„Die menschliche Handgranate“

New York · Filmemacher Michael Moore kritisiert Missstände und provoziert dabei gerne. In seinem neuen Film „Trumpland“ tauscht er allerdings beißende Satire gegen einen Lobgesang auf Hillary Clinton und gibt sich überraschend zahm.

 Ein Wahrsager-Automat in Donald-Trump-Optik – zu sehen bei der Premiere von Michael Moores Film. Fotos: Schmitt-Tegge / dpa

Ein Wahrsager-Automat in Donald-Trump-Optik – zu sehen bei der Premiere von Michael Moores Film. Fotos: Schmitt-Tegge / dpa

Seine ersten Tage als US-Präsident verbringt Donald Trump dem Filmemacher Michael Moore zufolge etwa so: Statt wie üblich von der Vereidigung am Kapitol zum Weißen Haus zu fahren, fliegt er einfach mit dem Trump-Helikopter rüber. Dann lässt er mexikanische Grenzstädte bombardieren, ordnet willkürliche Durchsuchungen seitens der Polizei in ganz USA an und startet eine Reality-Serie im eigenen TV-Kanal.

Dieser satirische Ausblick auf einen Wahlsieg des Republikaners ist das einzige, was nach einem typischen Moore-Film aussieht. Das überraschend angekündigte und in New York vorgestellte Werk (wir berichteten) passt nicht zur üblichen Filmsprache des 62-Jährigen, der die Mächtigen gern vor die Kamera holt, um unbequeme Fragen zu stellen - zum Bankwesen, zu Schusswaffen, zur Terrorismusbekämpfung oder dem Gesundheitssystem.
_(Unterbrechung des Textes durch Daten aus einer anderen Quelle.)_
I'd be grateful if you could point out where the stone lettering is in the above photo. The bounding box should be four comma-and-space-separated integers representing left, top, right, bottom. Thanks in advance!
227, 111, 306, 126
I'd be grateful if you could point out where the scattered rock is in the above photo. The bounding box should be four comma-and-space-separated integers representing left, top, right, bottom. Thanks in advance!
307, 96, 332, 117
Stattdessen ist "Trumpland" eine Ein-Mann-Show mit Moore in der Hauptrolle: Für den Film hatte er in der Trump-Hochburg Wilmington im Staat Ohio in ein Theater geladen und 700 Zuschauern eine Stunde lang erklärt, was er an Hillary Clinton schätzt. Anders als im zur Schlammschlacht verkommenen US-Wahlkampf geht er nicht auf die Fehler seines Gegners ein, sondern hebt die Tugenden seiner Favoritin hervor. Die bittere, beißende Brandrede gegen Trump, auf die viele Moore-Fans wohl gehofft hatten, bleibt aus. "Ich wollte etwas Subversives machen - etwas, das niemand erwartet hätte", sagt der Oscar-Preisträger nach der Vorführung. "Niemand braucht einen Film, der dir sagt, dass Donald Trump ein riesiges Stück Scheiße und ein schrecklicher Mensch ist.
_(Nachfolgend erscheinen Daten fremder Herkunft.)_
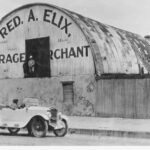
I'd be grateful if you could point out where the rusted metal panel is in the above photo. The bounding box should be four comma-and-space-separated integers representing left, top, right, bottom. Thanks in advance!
66, 10, 150, 76
86, 22, 143, 75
Das ist der Grund, warum die Leute keine Dokumentationen sehen: Sie wissen schon, was der Film sagen wird." Dem begabten Redner Moore ist jedenfalls an jenem Abend in Ohio gelungen, mit Hilfe von Humor und einem bewegenden Appell eine Brücke zu schlagen zwischen zwei Lagern im Saal. Ein paar Gags auf Trump-Kosten leistet sich Moore dennoch. Die Hispanos im Theatersaal lässt er im Rang in eine Ecke setzen und durch eine Mauer von der Show abschotten; die Muslime in einer anderen Ecke werden sicherheitshalber von einer kleinen Drohne videoüberwacht. Trump, warnt Moore, sei ein Molotowcocktail, eine aus Wut über die Missstände im Land geworfene Handgranate. Dessen (noch mögliche) Wahl könne sich wie das Brexit-Votum über den britischen EU-Austritt zunächst gut anfühlen - und dann werde die Katerstimmung einsetzen.

 Michael Moore

Michael Moore

Ob der in nur zwölf Tagen produzierte Film noch drei Wochen vor der Wahl einen großen Unterschied macht, ist offen. Rund 40 Kinos wollen "Trumpland" zeigen. Doch für Trump-Wähler ist der Name des liberalen Moore ein rotes Tuch. Falls Trump gewinnen oder Clinton ihre Versprechen nicht einlösen sollte, hat Moore aber schon einen Plan (und damit sicher auch einen neuen Film) parat: Im Jahr 2020 kandidiert er selbst.